4. 新建/etc/impala/conf目录,并拷贝hive-site.xml, hdfs-site.xml, core-site.xml,如果有hbase等以来也一并拷贝进去即可。
[root@xxx conf.dist]# cd /etc/impala/conf
[root@xxx conf]# ls -l
total 180
-rw-r--r--. 1 root root 3707 May 1 07:58 core-site.xml
-rw-r--r--. 1 root root 3102 May 1 07:58 hadoop-env.sh
-rw-r--r--. 1 root root 3288 May 1 07:58 hdfs-site.xml
-rw-r--r--. 1 root root 168441 May 1 05:10 hive-site.xml
5. 修改impala配置文件: /etc/default/impala
安装完RPM会自动生成/etc/default/impala, /usr/lib/impala/lib等目录。以下配置不是默认的,我增加了一些,诸如 -mem_limit=30% -max_log_files=10
[root@xxxx conf]# cat /etc/default/impala
IMPALA_CATALOG_SERVICE_HOST=10.40.2.175
IMPALA_STATE_STORE_HOST=10.40.2.175
IMPALA_STATE_STORE_PORT=24000
IMPALA_BACKEND_PORT=22000
IMPALA_LOG_DIR=/var/log/impala
IMPALA_CATALOG_ARGS=" -log_dir=${IMPALA_LOG_DIR} \
-catalog_service_port=26000 \
-max_log_files=10 \
-enable_webserver=true \
-mem_limit=10%"
IMPALA_STATE_STORE_ARGS=" -log_dir=${IMPALA_LOG_DIR} \
-state_store_port=${IMPALA_STATE_STORE_PORT} \
-state_store_num_server_worker_threads=4 \
-max_log_files=10"
IMPALA_SERVER_ARGS=" \
-log_dir=${IMPALA_LOG_DIR} \
-catalog_service_host=${IMPALA_CATALOG_SERVICE_HOST} \
-state_store_port=${IMPALA_STATE_STORE_PORT} \
-use_statestore \
-state_store_host=${IMPALA_STATE_STORE_HOST} \
-be_port=${IMPALA_BACKEND_PORT} \
-max_log_files=10 \
-max_result_cache_size=100000 \
-abort_on_config_error=true \
-mem_limit=30% "
ENABLE_CORE_DUMPS=false
LIBHDFS_OPTS=-Djava.library.path=/usr/lib/impala/lib
MYSQL_CONNECTOR_JAR=/usr/share/java/mysql-connector-java.jar
IMPALA_BIN=/usr/lib/impala/sbin
IMPALA_HOME=/usr/lib/impala
HIVE_HOME=/data/hive
#HBASE_HOME=/usr/lib/hbase
IMPALA_CONF_DIR=/etc/impala/conf
HADOOP_CONF_DIR=/etc/impala/conf
HIVE_CONF_DIR=/etc/impala/conf
#HBASE_CONF_DIR=/etc/impala/conf
然后重新启动服务。
6. 测试impala-shell
[root@xxxx conf]# impala-shell
Starting Impala Shell without Kerberos authentication
Opened TCP connection to xxxxxxx:21000
Connected to xxxxxxx:21000
Server version: impalad version 3.2.0-cdh6.2.0 RELEASE (build edc19942b4debdbfd485fbd26098eef435003f5d)

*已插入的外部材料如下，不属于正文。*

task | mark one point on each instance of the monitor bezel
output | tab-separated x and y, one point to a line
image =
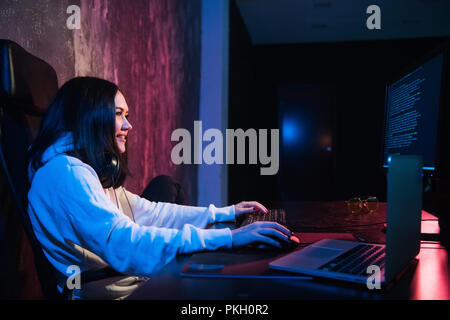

***********************************************************************************
Welcome to the Impala shell.
(Impala Shell v3.2.0-cdh6.2.0 (edc1994) built on Thu Mar 14 00:14:36 PDT 2019)

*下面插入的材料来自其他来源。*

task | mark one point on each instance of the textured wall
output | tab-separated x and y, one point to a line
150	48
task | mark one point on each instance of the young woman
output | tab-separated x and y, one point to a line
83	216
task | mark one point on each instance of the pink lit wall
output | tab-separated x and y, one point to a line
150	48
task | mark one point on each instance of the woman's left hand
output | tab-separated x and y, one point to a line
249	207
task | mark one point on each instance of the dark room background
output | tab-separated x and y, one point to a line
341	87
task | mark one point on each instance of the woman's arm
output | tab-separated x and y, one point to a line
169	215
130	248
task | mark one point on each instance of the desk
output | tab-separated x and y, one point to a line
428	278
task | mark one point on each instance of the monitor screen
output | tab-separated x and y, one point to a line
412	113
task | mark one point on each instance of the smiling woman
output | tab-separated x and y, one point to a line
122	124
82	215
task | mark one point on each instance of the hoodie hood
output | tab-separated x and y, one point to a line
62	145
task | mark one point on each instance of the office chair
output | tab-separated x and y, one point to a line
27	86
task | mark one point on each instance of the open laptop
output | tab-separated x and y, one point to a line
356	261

The '-B' command line flag turns off pretty-printing for query results. Use this
flag to remove formatting from results you want to save for later, or to benchmark
Impala.
***********************************************************************************
[xxxxxxx:21000] default> show databases;
Query: show databases
+------------------+----------------------------------------------+
| name | comment |
+------------------+----------------------------------------------+
| _impala_builtins | System database for Impala builtin functions |
| default | Default Hive database |
+------------------+----------------------------------------------+
Fetched 2 row(s) in 0.01s
[xxxxxxxx:21000] default> use default;
Query: use default
[tsczbddbprd3.trinasolar.com:21000] default> select count(*) from jlwang2;
Query: select count(*) from jlwang2
Query submitted at: 2019-05-01 08:37:39 (Coordinator: http://xxxxxx:25000)
Query progress can be monitored at: http://xxxxxx:25000/query_plan?query_id=ec4131fa1d7e78a1:e9ebcc500000000
+----------+
| count(*) |
+----------+
| 0 |
+----------+
Fetched 1 row(s) in 5.64s
[xxxxx:21000] default>
7. 经过上述过程,impala就安装好了,客户端只需要yum install impala-shell即可,而且impala-shell没有任何依赖,任何一台机器作为impala的客户端只需要安装一个impala-shell.
之前提过安装impala守护进程的依赖包有1G,安装完之后会在/usr/bin及/usr/lib等目录下产生文件,很多是命令,比如impala依赖hive, 因此/usr/bin会产生hive的命令。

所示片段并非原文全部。